In this message, Yours truly aims to cast his spotlight on three instances in The Bible where the main characters’ in their relationship with another individual focused on invisible spiritual factors rather than the plainly visible physical ones’ even while deepening their bonds with the concerned. These perceptive souls’ would also subsequently reap the Divine blessings for their stunning actions borne out of wise perceptivity!!!
Poverty...
Welcome to a quite familiar “rags to riches” story of Ruth. Welcome once again to this timeless, touching story which throws up new insights every single time we study it. What was the turning point in this riveting “poverty to prosperity” account? Doubtless the moment set in stone so to speak is recorded in chapter 1, verse 16 wherein Ruth says, “I’m accepting my mother-in-law’s God as my God, mother-in-law’s people as my people.” By saying so, she walks virtually into the Sovereign and Secure hands of God (read Covenantal relationship).

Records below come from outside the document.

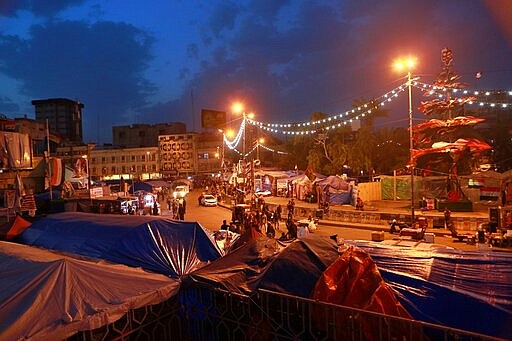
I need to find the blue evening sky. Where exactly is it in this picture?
[0,0,512,143]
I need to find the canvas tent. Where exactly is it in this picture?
[315,175,352,205]
[18,212,221,277]
[352,241,512,339]
[0,241,179,340]
[184,235,410,317]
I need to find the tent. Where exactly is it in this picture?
[352,241,512,339]
[315,175,352,205]
[0,241,179,340]
[18,212,222,277]
[187,236,339,297]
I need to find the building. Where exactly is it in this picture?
[158,133,197,178]
[90,146,161,180]
[112,122,187,148]
[32,98,84,144]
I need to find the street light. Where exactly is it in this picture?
[219,129,235,169]
[395,57,416,226]
[146,152,151,180]
[82,155,91,190]
[256,137,265,165]
[231,102,254,164]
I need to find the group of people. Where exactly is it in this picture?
[166,196,187,220]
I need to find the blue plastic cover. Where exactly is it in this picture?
[18,212,221,277]
[354,241,512,339]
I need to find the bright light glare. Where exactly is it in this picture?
[226,129,235,139]
[231,102,244,114]
[394,57,416,71]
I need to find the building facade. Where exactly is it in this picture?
[112,122,187,148]
[32,98,84,144]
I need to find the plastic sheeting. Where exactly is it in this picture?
[185,236,339,297]
[348,241,512,339]
[0,242,179,340]
[315,175,352,205]
[18,212,221,277]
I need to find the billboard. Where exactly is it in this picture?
[201,109,226,129]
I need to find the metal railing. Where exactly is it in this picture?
[68,287,500,341]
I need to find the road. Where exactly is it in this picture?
[180,190,504,251]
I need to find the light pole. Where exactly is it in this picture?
[82,155,91,190]
[395,57,416,226]
[256,137,265,167]
[231,102,254,165]
[146,152,151,180]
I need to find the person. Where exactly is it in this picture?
[297,219,309,238]
[274,205,283,223]
[308,216,317,232]
[267,223,276,238]
[444,207,451,230]
[178,198,187,220]
[220,219,229,230]
[286,219,297,239]
[356,197,364,211]
[389,219,400,234]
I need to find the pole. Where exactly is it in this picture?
[407,71,414,222]
[46,119,53,201]
[242,111,247,161]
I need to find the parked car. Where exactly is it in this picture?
[121,198,139,214]
[201,194,217,206]
[173,185,189,199]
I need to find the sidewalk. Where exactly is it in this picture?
[219,197,489,236]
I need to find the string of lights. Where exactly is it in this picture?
[413,82,512,108]
[247,83,407,135]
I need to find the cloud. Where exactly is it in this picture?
[0,0,85,17]
[0,97,20,114]
[0,21,155,141]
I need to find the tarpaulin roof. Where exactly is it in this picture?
[355,241,512,339]
[315,175,350,191]
[0,242,179,340]
[187,236,339,297]
[18,212,221,277]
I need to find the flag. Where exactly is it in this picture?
[119,176,126,193]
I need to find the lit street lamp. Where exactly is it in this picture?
[256,137,265,165]
[231,102,254,164]
[82,155,91,190]
[395,57,416,225]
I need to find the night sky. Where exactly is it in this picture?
[0,0,512,143]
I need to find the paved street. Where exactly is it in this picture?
[174,190,510,251]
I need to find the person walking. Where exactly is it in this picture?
[178,198,187,220]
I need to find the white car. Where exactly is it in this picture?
[201,194,217,206]
[173,185,188,199]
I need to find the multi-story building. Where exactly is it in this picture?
[90,147,161,180]
[112,122,187,148]
[32,98,84,144]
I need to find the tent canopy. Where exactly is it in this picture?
[19,212,221,277]
[0,241,179,340]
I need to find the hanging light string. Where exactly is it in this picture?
[247,83,407,135]
[413,82,512,108]
[224,117,246,150]
[256,143,288,155]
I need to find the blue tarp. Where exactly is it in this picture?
[350,241,512,339]
[19,212,221,277]
[315,175,352,205]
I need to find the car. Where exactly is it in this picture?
[201,194,217,206]
[173,185,189,199]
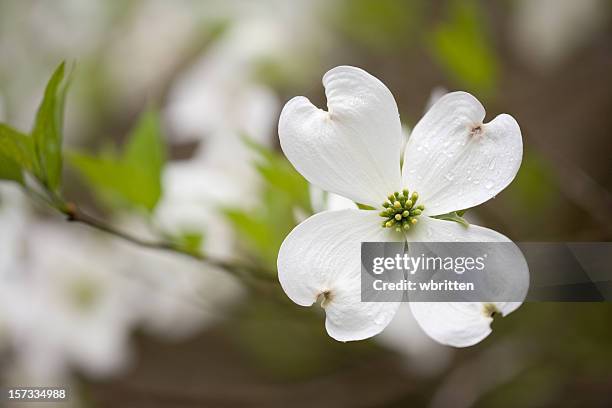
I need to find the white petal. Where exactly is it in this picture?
[407,217,529,347]
[402,92,523,215]
[278,209,402,341]
[308,184,357,213]
[278,66,402,206]
[376,303,452,376]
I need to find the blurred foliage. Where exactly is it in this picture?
[336,0,427,52]
[507,146,559,217]
[32,63,69,192]
[429,0,499,95]
[0,62,69,196]
[224,138,312,270]
[0,124,35,184]
[68,110,166,212]
[232,298,380,380]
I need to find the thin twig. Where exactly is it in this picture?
[56,203,276,282]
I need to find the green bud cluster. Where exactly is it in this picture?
[379,189,425,232]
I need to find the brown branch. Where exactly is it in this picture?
[56,203,277,283]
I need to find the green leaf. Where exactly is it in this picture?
[430,0,499,93]
[68,110,166,212]
[0,153,23,184]
[433,210,470,227]
[0,123,35,183]
[244,138,311,211]
[32,62,69,192]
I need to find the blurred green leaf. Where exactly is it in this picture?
[508,146,559,217]
[0,123,35,183]
[245,138,311,211]
[337,0,427,52]
[433,210,470,227]
[431,0,499,94]
[69,110,166,211]
[32,62,69,192]
[224,138,312,270]
[0,153,23,184]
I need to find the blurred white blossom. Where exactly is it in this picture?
[2,222,138,379]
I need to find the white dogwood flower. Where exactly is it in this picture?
[278,66,522,346]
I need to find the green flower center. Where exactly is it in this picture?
[379,189,425,232]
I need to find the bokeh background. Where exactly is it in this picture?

What made her take that “leap of faith”? The events at the beginning of beginning of chapter 2 provide us with a clue. Ruth says that she would like to go and glean in some of the fields as per the Levitical law which states that “the reapers during the harvest should not pick up any stray grain or crop... it is for the poor and the widows and foreigners to come and glean…” (Lev 19:9). How could Ruth the Moabitess have known about this Law? Quite certainly, she would have become conversant about this thanks to her Jewish mother-in-law, Naomi who would have surely educated her about the same. It is that familiarity with Naomi’s unique God of Covenant (Deu 8:18/ Neh 9:32) and His Word which accorded so much of importance to the “weak and poor” of the society at a time the universal social Law was “Might is right” that had made Ruth cling to her mother in law as iron-filings cling to the magnet. Amazingly so (one can say), since her mother-in-law herself had given the widowed Ruth the right to go back to her roots and remarry!!!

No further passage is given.